I started to contemplate leaving school. One word went through my head:
derailed.
Completely derailed. Thrown off the track of life. It was the same sensation I had when I thought of staying in Dallas at the end of the summer instead of returning to school. I felt like I'd just be somewhere
out there,
that without Harvard to anchor me I'd begin to disintegrate and float into the ozone layer, that years would go by and no one would even know I was gone. It was bad enough to be depressed
and
at Harvard, to be depressed and nowhere at all was implausible. Contrary to everything I'd learned while I'd been there, I still thought of Harvard as salvation.

It took forty-five minutes on the phone with Dr.
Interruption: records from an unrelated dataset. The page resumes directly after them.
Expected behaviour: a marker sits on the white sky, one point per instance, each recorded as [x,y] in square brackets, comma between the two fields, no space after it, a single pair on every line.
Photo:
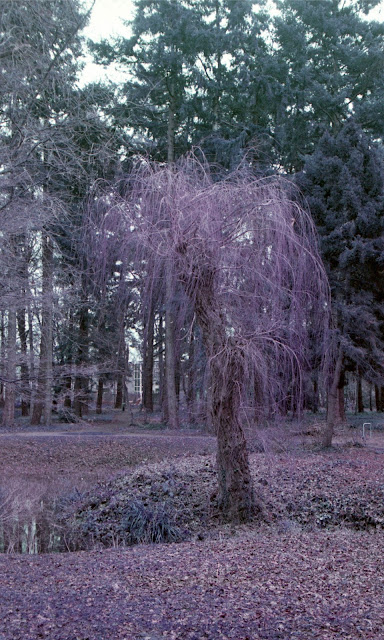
[106,21]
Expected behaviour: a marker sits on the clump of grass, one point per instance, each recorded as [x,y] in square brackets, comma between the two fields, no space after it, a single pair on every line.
[152,505]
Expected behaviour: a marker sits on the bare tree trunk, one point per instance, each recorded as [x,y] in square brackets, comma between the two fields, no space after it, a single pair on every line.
[333,402]
[79,400]
[191,386]
[2,357]
[359,393]
[162,398]
[170,360]
[121,363]
[148,361]
[43,403]
[228,379]
[9,399]
[99,398]
[25,390]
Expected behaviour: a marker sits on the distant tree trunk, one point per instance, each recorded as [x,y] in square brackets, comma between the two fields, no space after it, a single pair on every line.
[121,363]
[172,411]
[341,418]
[10,371]
[2,357]
[315,395]
[99,398]
[43,402]
[80,401]
[333,408]
[381,399]
[160,340]
[359,393]
[148,361]
[190,392]
[25,391]
[377,398]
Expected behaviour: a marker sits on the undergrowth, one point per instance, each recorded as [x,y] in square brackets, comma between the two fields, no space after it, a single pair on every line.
[173,501]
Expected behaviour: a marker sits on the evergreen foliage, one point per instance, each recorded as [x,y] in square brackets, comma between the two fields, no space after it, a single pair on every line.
[344,187]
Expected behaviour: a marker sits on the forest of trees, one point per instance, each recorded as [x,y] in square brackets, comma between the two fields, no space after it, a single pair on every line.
[220,212]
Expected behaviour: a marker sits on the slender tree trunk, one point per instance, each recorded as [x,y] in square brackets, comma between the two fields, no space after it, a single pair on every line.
[170,359]
[25,390]
[148,361]
[333,402]
[43,401]
[10,370]
[121,363]
[161,352]
[191,385]
[99,398]
[315,395]
[79,400]
[359,393]
[2,357]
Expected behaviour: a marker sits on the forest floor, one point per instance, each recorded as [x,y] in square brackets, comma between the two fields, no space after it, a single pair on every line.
[312,568]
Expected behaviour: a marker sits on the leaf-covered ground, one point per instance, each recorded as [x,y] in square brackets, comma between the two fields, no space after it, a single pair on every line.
[312,569]
[256,585]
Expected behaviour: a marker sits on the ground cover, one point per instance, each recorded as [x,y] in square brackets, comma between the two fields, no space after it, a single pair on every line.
[310,567]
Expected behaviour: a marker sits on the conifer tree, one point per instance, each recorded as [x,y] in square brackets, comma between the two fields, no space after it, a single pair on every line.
[344,186]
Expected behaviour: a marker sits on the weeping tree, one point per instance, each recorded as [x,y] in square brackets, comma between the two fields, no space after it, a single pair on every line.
[247,261]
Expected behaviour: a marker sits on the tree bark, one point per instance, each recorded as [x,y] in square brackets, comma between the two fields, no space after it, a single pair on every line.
[172,410]
[99,398]
[148,361]
[79,400]
[9,386]
[359,393]
[227,364]
[42,408]
[333,402]
[25,391]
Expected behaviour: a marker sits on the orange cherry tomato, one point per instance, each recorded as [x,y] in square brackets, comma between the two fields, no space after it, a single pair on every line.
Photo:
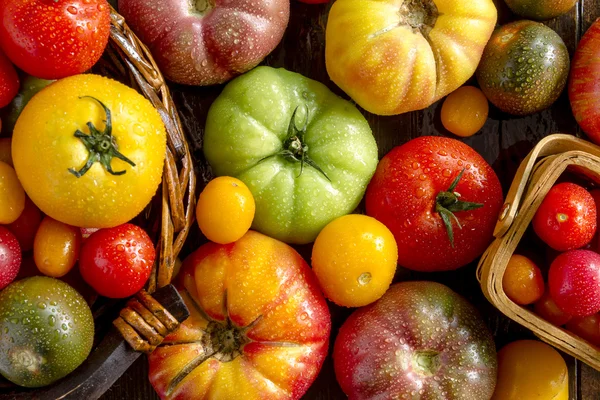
[56,247]
[465,111]
[225,210]
[523,282]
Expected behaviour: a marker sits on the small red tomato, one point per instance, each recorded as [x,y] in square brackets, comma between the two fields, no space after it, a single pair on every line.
[117,261]
[587,328]
[566,219]
[9,81]
[548,310]
[53,39]
[25,227]
[574,282]
[10,257]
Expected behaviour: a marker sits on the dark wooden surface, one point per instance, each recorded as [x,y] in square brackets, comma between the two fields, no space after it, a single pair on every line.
[504,141]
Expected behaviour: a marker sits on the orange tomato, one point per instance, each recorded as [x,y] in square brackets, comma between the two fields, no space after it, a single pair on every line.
[354,258]
[56,247]
[465,111]
[225,210]
[531,370]
[523,282]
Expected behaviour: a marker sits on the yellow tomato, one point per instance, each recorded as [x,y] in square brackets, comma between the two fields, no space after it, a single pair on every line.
[465,111]
[63,130]
[56,247]
[532,370]
[12,196]
[225,210]
[354,259]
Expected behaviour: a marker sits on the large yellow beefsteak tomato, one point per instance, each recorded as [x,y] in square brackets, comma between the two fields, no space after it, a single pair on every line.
[395,56]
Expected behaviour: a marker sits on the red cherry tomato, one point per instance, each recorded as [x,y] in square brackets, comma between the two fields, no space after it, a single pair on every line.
[573,280]
[9,81]
[53,39]
[25,227]
[566,219]
[10,257]
[117,261]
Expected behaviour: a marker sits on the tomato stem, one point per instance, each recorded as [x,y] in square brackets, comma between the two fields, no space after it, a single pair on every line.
[102,146]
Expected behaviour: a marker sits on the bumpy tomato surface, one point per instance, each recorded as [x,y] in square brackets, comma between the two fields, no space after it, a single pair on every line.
[62,131]
[54,38]
[259,326]
[394,56]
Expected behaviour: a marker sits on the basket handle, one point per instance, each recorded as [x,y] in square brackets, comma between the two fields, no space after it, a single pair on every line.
[550,145]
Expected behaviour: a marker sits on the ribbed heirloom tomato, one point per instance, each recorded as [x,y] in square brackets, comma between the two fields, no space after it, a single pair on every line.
[259,326]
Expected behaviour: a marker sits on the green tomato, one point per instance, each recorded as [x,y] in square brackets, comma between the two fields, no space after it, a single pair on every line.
[306,154]
[46,331]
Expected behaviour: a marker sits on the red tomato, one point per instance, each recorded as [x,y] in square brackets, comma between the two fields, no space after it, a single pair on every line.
[548,310]
[566,219]
[416,195]
[9,81]
[10,257]
[53,39]
[587,328]
[25,227]
[584,83]
[117,261]
[573,280]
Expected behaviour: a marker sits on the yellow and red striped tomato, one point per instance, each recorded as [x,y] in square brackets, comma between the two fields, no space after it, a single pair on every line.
[259,325]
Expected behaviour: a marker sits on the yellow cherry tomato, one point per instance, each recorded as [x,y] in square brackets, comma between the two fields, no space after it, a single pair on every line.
[56,247]
[354,259]
[532,370]
[12,195]
[465,111]
[225,210]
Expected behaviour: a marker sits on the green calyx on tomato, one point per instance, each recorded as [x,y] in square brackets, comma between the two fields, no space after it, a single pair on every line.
[448,202]
[101,145]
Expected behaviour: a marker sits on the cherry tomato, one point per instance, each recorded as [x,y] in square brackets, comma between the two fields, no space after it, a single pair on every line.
[56,247]
[354,258]
[12,195]
[566,219]
[225,210]
[9,80]
[522,281]
[25,227]
[117,261]
[587,328]
[548,310]
[465,111]
[54,39]
[573,281]
[10,257]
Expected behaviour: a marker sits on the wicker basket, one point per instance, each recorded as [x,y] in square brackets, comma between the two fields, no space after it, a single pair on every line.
[535,177]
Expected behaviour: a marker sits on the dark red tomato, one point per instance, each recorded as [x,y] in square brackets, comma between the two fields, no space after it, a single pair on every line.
[9,81]
[566,219]
[52,39]
[117,261]
[587,328]
[25,227]
[548,310]
[441,219]
[574,282]
[584,83]
[10,257]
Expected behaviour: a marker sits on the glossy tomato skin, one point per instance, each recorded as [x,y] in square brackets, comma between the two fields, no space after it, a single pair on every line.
[270,296]
[402,195]
[584,83]
[420,337]
[573,281]
[10,257]
[117,261]
[54,39]
[566,219]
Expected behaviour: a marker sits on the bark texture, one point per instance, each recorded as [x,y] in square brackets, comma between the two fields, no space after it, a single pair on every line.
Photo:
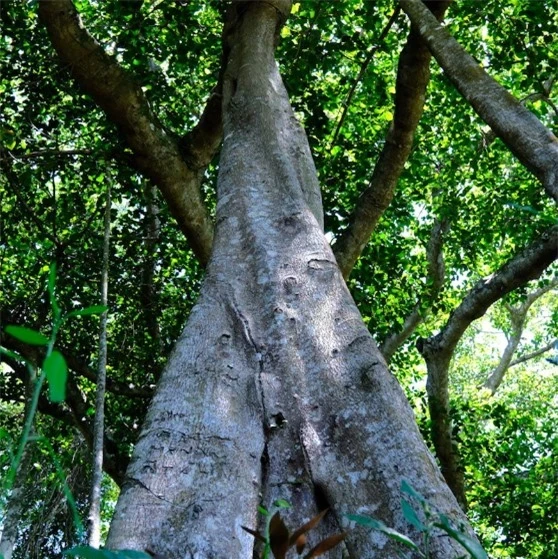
[413,75]
[528,139]
[275,388]
[176,167]
[438,350]
[518,317]
[436,276]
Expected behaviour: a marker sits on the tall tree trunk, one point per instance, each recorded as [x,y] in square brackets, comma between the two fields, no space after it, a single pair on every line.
[275,388]
[94,517]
Sterling for her to convince me that my mother was being impulsive, that everything my mother said was not the word of God. “To be completely frank, Elizabeth,” she said, “both of your parents, in my dealings with them, have been pretty crazy. I wouldn't take what she just said too seriously. It sounds like she was having one of her tirades.”

I arrived at
Ironweed
an hour late and walked out five minutes later because it was too depressing.
There
was a movie that never should have been made. I didn't want to go home because I was scared to be alone, I didn't want to stay in the theater because I was afraid of the dark, I didn't want to be with my mother because I was scared of her. So I went to an old friend's house, and as soon as I got there I realized that I couldn't bear to be with people, that I really wanted to be alone. As soon as I was out in the street, I realized I didn't want to be alone after all, realized I didn't want to be anything at all.

 

Tolstoy is frequently quoted as saying something about how all happy families are the same, but unhappy families are all unhappy in different ways. Of course, he's got it totally wrong, completely ass-backward. Happiness is infinite in its variety, and happy people, happy families, can find their joy in so many different ways. It's true that happiness is not very profound as far as art is concerned—it is not the stuff that lengthy Russian novels are made of—but a family that is happy has the ability to do so much, to try so much, to be so much in ways that unhappy families are too smothered in their own sorrow and melodrama to explore. When you're happy, there's so much you can do, but when you're sad all you can do is sit around and be miserable paralyzed by despair.